The “dilemma” faced by the prisoners here is that, whatever the other does, each is better off confessing than remaining silent. But the outcome obtained when both confess is worse for each than the outcome they would have obtained had both remained silent. A common view is that the puzzle illustrates a conflict between individual and group rationality. A group whose members pursue rational self-interest may all end up worse off than a group whose members act contrary to rational self-interest. More generally, if the payoffs are not assumed to represent self-interest, a group whose members rationally pursue any goals may all meet less success than if they had not rationally pursued their goals individually. A closely related view is that the prisoner's dilemma game and its multi-player generalizations model familiar situations in which it is difficult to get rational, selfish agents to cooperate for their common good. Much of the contemporary literature has focused on identifying conditions under which players would or should make the “cooperative” move corresponding to remaining silent. A slightly different interpretation takes the game to represent a choice between selfish behavior and socially desirable altruism. The move corresponding to confession benefits the actor, no matter what the other does, while the move corresponding to silence benefits the other player no matter what that other player does. Benefiting oneself is not always wrong, of course, and benefiting others at the expense of oneself is not always morally required, but in the prisoner's dilemma game both players prefer the outcome with the altruistic moves to that with the selfish moves. This observation has led David Gauthier and others to take the prisoner's dilemma to say something important about the nature of morality.

Here is another story. Bill has a blue cap and would prefer a red one, while Rose has a red cap and would prefer a blue one. Both prefer two caps to any one and either of the caps to no cap at all. They are each given a choice between keeping the cap they have or giving it to the other. This “exchange game” has the same structure as the story about the prisoners. Whether Rose keeps her cap or gives to Bill, Bill is better off keeping his and she is better off if he gives it to her. Whether Bill keeps his cap or gives it to Rose, Rose is better off keeping hers and he is better off if she gives it to him.
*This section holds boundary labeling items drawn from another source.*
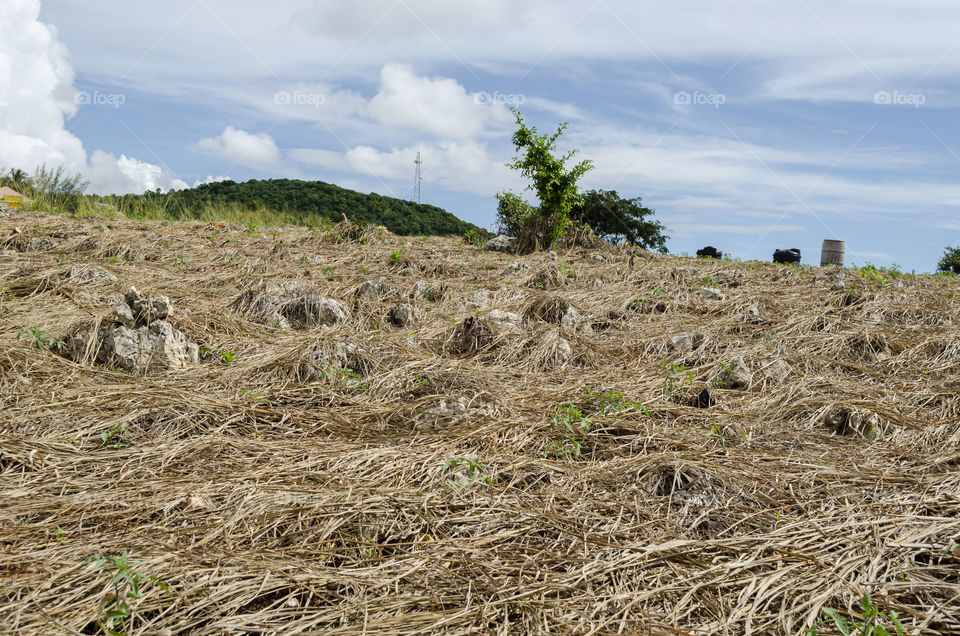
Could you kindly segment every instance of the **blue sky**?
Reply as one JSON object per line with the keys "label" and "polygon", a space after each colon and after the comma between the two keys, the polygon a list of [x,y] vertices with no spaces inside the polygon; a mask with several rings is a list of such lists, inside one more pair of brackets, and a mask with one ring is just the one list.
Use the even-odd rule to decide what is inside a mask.
{"label": "blue sky", "polygon": [[[4,12],[6,12],[4,14]],[[5,0],[0,165],[97,191],[321,179],[482,226],[509,107],[641,196],[671,252],[931,271],[960,244],[960,5]],[[29,165],[28,165],[29,167]]]}

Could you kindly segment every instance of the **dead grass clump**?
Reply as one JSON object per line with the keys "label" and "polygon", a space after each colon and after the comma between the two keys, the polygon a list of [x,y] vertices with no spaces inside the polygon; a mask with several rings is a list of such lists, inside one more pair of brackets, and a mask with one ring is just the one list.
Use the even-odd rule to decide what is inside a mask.
{"label": "dead grass clump", "polygon": [[[862,620],[866,589],[905,632],[960,633],[960,338],[934,324],[960,315],[954,279],[846,270],[833,289],[833,270],[630,267],[618,246],[565,255],[577,277],[544,294],[524,279],[559,257],[503,274],[516,257],[456,238],[404,240],[418,262],[398,272],[390,238],[101,222],[0,218],[0,240],[30,228],[65,254],[0,258],[0,631],[98,631],[118,572],[87,558],[126,552],[170,588],[120,581],[129,634],[787,636],[825,609]],[[159,257],[104,262],[119,246]],[[95,266],[119,280],[81,282]],[[442,296],[411,302],[417,277]],[[134,278],[176,301],[159,322],[201,364],[56,355],[81,327],[129,328],[110,309]],[[287,292],[353,303],[365,281],[313,331],[249,313]],[[874,297],[827,304],[851,287]],[[543,319],[557,294],[576,329]],[[401,302],[416,329],[388,326]],[[681,334],[695,348],[668,351]],[[738,359],[749,388],[711,386]]]}

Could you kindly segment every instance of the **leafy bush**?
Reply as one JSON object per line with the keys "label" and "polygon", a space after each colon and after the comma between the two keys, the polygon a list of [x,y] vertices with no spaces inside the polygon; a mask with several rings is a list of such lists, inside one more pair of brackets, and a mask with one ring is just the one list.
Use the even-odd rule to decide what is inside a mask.
{"label": "leafy bush", "polygon": [[943,258],[937,263],[937,271],[960,274],[960,247],[948,247],[943,252]]}
{"label": "leafy bush", "polygon": [[[556,155],[557,140],[566,130],[567,122],[560,124],[552,135],[540,135],[536,128],[524,123],[520,111],[514,109],[513,114],[517,118],[513,145],[520,154],[507,165],[533,181],[531,188],[537,192],[540,206],[534,208],[512,193],[502,193],[497,198],[502,205],[507,205],[510,214],[500,220],[517,228],[519,251],[550,249],[570,223],[570,211],[582,200],[577,181],[593,168],[593,162],[584,160],[568,169],[567,161],[577,151]],[[498,216],[500,212],[498,209]]]}
{"label": "leafy bush", "polygon": [[664,234],[666,228],[661,223],[649,220],[654,214],[641,204],[640,197],[621,199],[615,190],[589,190],[574,206],[570,218],[614,243],[626,241],[665,253],[669,237]]}

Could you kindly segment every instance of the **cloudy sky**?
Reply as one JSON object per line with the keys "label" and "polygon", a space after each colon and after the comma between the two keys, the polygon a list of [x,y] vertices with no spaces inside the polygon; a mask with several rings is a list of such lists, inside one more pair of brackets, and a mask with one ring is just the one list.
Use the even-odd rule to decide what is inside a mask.
{"label": "cloudy sky", "polygon": [[0,166],[92,191],[295,177],[489,227],[511,106],[641,196],[670,250],[960,244],[955,0],[0,2]]}

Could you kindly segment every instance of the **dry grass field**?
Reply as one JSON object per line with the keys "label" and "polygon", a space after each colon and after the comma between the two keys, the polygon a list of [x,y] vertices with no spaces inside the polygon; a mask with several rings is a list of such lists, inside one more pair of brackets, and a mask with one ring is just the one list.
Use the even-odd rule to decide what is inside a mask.
{"label": "dry grass field", "polygon": [[0,218],[0,631],[960,633],[960,279],[349,229]]}

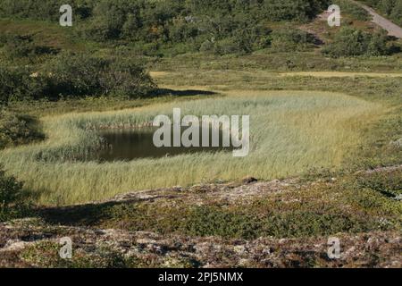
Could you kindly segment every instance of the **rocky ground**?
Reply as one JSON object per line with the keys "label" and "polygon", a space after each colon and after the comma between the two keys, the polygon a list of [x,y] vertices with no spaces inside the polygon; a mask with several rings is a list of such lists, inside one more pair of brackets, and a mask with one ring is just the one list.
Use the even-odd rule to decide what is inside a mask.
{"label": "rocky ground", "polygon": [[[361,177],[398,170],[400,166],[372,170],[356,175]],[[333,188],[338,183],[338,178],[318,181],[303,181],[300,179],[257,181],[254,178],[246,178],[238,182],[145,190],[119,196],[107,202],[43,209],[42,215],[0,223],[0,266],[402,267],[401,233],[395,228],[334,233],[332,237],[339,240],[340,257],[330,258],[330,237],[327,235],[285,239],[264,236],[248,240],[190,236],[185,233],[131,231],[130,227],[124,227],[127,224],[121,223],[123,220],[134,219],[133,216],[126,217],[127,214],[124,218],[118,218],[119,222],[113,221],[113,228],[104,228],[111,225],[109,223],[88,223],[80,214],[82,207],[105,204],[153,204],[149,206],[168,209],[177,206],[240,204],[247,208],[252,206],[249,201],[267,198],[278,202],[281,211],[286,207],[284,206],[303,205],[305,199],[309,202],[315,200],[314,204],[322,204],[323,199],[327,204],[332,204],[341,198],[341,193]],[[317,191],[312,192],[314,188],[318,188]],[[328,193],[321,190],[327,189],[331,189]],[[304,197],[305,192],[308,193],[307,197]],[[395,198],[390,199],[392,204],[396,202]],[[348,204],[343,206],[341,200],[339,203],[337,207],[339,212],[350,208]],[[342,207],[344,210],[341,210]],[[52,215],[60,220],[50,223],[49,217]],[[76,216],[80,217],[80,223],[72,219]],[[382,216],[380,219],[383,219]],[[60,240],[63,237],[69,237],[72,241],[71,259],[62,259],[59,256],[62,248]]]}

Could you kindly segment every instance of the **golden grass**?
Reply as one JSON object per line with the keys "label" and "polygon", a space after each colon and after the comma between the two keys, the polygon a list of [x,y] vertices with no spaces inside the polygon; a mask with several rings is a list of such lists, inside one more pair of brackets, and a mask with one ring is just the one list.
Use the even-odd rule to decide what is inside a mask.
{"label": "golden grass", "polygon": [[[63,161],[96,143],[88,127],[124,127],[156,114],[250,114],[248,156],[231,153],[191,154],[159,159],[97,164]],[[316,91],[231,90],[225,97],[155,104],[111,112],[42,118],[48,139],[5,149],[0,164],[25,181],[46,205],[109,198],[146,189],[187,186],[245,176],[273,179],[312,167],[336,168],[364,139],[359,130],[381,111],[373,103],[343,94]],[[45,158],[46,160],[38,160]]]}
{"label": "golden grass", "polygon": [[402,73],[389,72],[281,72],[281,76],[302,76],[317,78],[345,78],[345,77],[369,77],[369,78],[402,78]]}

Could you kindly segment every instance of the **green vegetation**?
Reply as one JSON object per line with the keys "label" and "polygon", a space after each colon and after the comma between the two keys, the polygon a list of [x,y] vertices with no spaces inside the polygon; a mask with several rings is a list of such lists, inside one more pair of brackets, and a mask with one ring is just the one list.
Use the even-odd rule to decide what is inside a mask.
{"label": "green vegetation", "polygon": [[35,118],[0,110],[0,149],[27,144],[43,138],[44,135]]}
{"label": "green vegetation", "polygon": [[387,55],[391,49],[387,46],[385,33],[371,34],[353,28],[342,28],[334,41],[322,52],[333,57],[356,55]]}
{"label": "green vegetation", "polygon": [[[178,106],[183,114],[197,116],[253,114],[249,156],[233,160],[231,153],[220,152],[101,164],[66,162],[85,158],[99,147],[101,141],[94,129],[138,126],[152,122],[156,114],[172,114]],[[45,118],[46,142],[6,150],[0,153],[0,162],[29,189],[41,191],[41,202],[56,205],[249,174],[269,180],[313,166],[339,166],[360,141],[356,128],[379,112],[376,105],[340,94],[231,91],[223,98]],[[163,175],[155,177],[155,173]]]}
{"label": "green vegetation", "polygon": [[[400,23],[400,1],[364,2]],[[207,240],[233,245],[204,261],[238,265],[226,261],[251,257],[236,252],[239,240],[262,255],[292,239],[297,250],[279,242],[273,257],[319,266],[337,263],[322,258],[335,234],[364,265],[396,261],[381,252],[394,240],[379,240],[379,254],[367,238],[400,232],[401,42],[364,9],[337,1],[342,27],[330,28],[317,17],[326,0],[73,0],[63,28],[62,4],[0,3],[0,221],[10,223],[0,229],[12,227],[0,240],[46,232],[10,255],[22,265],[196,267],[202,259],[168,253]],[[91,161],[100,130],[140,128],[174,107],[250,114],[248,156]],[[80,238],[71,260],[58,256],[62,236]],[[159,247],[158,236],[174,242]],[[324,252],[297,244],[316,240]],[[269,250],[247,265],[278,265]]]}
{"label": "green vegetation", "polygon": [[22,183],[14,177],[6,176],[0,168],[0,222],[26,215],[28,209]]}
{"label": "green vegetation", "polygon": [[402,25],[402,2],[399,0],[364,0],[362,2],[379,10],[397,25]]}

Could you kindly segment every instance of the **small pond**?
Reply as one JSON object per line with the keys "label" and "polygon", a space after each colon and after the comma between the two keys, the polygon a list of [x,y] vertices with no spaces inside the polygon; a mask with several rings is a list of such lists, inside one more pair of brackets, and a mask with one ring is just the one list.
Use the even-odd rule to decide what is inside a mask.
{"label": "small pond", "polygon": [[[140,158],[160,158],[173,156],[180,154],[192,154],[198,152],[231,151],[232,147],[156,147],[154,145],[154,132],[157,128],[147,127],[136,130],[107,130],[99,132],[105,140],[105,147],[99,150],[95,156],[96,161],[131,161]],[[211,136],[210,136],[211,139]],[[220,134],[222,142],[222,132]],[[212,144],[210,144],[212,146]]]}

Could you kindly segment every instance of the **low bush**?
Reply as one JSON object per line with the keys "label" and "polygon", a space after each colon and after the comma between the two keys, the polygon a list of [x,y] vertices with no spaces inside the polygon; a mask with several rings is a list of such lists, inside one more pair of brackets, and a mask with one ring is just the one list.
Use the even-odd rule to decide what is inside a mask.
{"label": "low bush", "polygon": [[3,46],[5,55],[11,59],[57,54],[58,52],[54,48],[36,45],[29,35],[5,34],[0,38],[0,45]]}
{"label": "low bush", "polygon": [[279,52],[305,50],[314,43],[312,35],[292,28],[276,29],[272,32],[272,47]]}
{"label": "low bush", "polygon": [[387,43],[385,33],[370,34],[361,29],[344,27],[322,52],[331,57],[386,55],[390,52]]}
{"label": "low bush", "polygon": [[24,202],[22,183],[14,177],[6,176],[0,168],[0,222],[21,217],[27,214],[28,205]]}
{"label": "low bush", "polygon": [[45,79],[36,77],[29,69],[0,65],[0,104],[38,99],[42,97],[45,87]]}
{"label": "low bush", "polygon": [[45,71],[50,79],[48,94],[57,97],[112,95],[135,98],[155,88],[140,64],[121,56],[103,59],[66,53],[48,63]]}
{"label": "low bush", "polygon": [[0,149],[43,138],[35,118],[0,110]]}

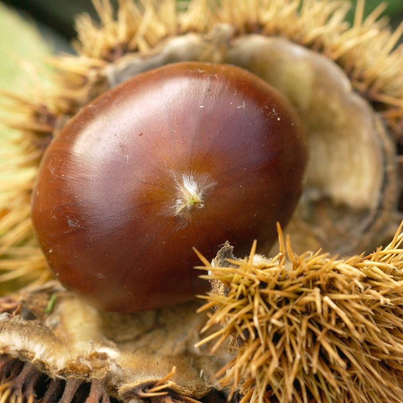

But both are better off if they exchange caps than if they both keep what they have. The new story suggests that the prisoner's dilemma also occupies a place at the heart of our economic system. It would seem that any market designed to facilitate mutually beneficial exchanges will need to overcome the dilemma or avoid it.

Puzzles with the structure of the prisoner's dilemma were discussed by Merrill Flood and Melvin Dresher in 1950, as part of the Rand Corporation's investigations into game theory (which Rand pursued because of possible applications to global nuclear strategy). The title “prisoner's dilemma” and the version with prison sentences as payoffs are due to Albert Tucker, who wanted to make Flood and Dresher's ideas more accessible to an audience of Stanford psychologists. More recently, it has been suggested (Peterson, p1) that Tucker may have been discussing the work of his famous graduate student John Nash, and Nash 1950 (p. 291) does indeed contain a game with the structure of the prisoner's dilemma as the second in a series of six examples illustrating his technical ideas. Although Flood and Dresher (and Nash) didn't themselves rush to publicize their ideas in external journal articles, the puzzle has since attracted widespread and increasing attention in a variety of disciplines. Donninger reports that “more than a thousand articles” about it were published in the sixties and seventies. A Google Scholar search for “prisoner's dilemma” in 2018 returns 49,600 results.

The sections below provide a variety of more precise characterizations of the prisoner's dilemma, beginning with the narrowest, and survey some connections with similar games and some applications in philosophy and elsewhere. Particular attention is paid to iterated and evolutionary versions of the game. In the fomer, the prisoner's dilemma game is played repeatedly, opening the possibility that a player can use its current move to reward or punish the other's play in previous moves in order to induce cooperative play in the future. In the latter, members of a population play one another repeatedly in prisoner's dilemma games and those who get higher payoffs “reproduce” more rapidly than those who get lower payoffs. ‘Prisoner's dilemma’ is abbreviated as ‘PD’.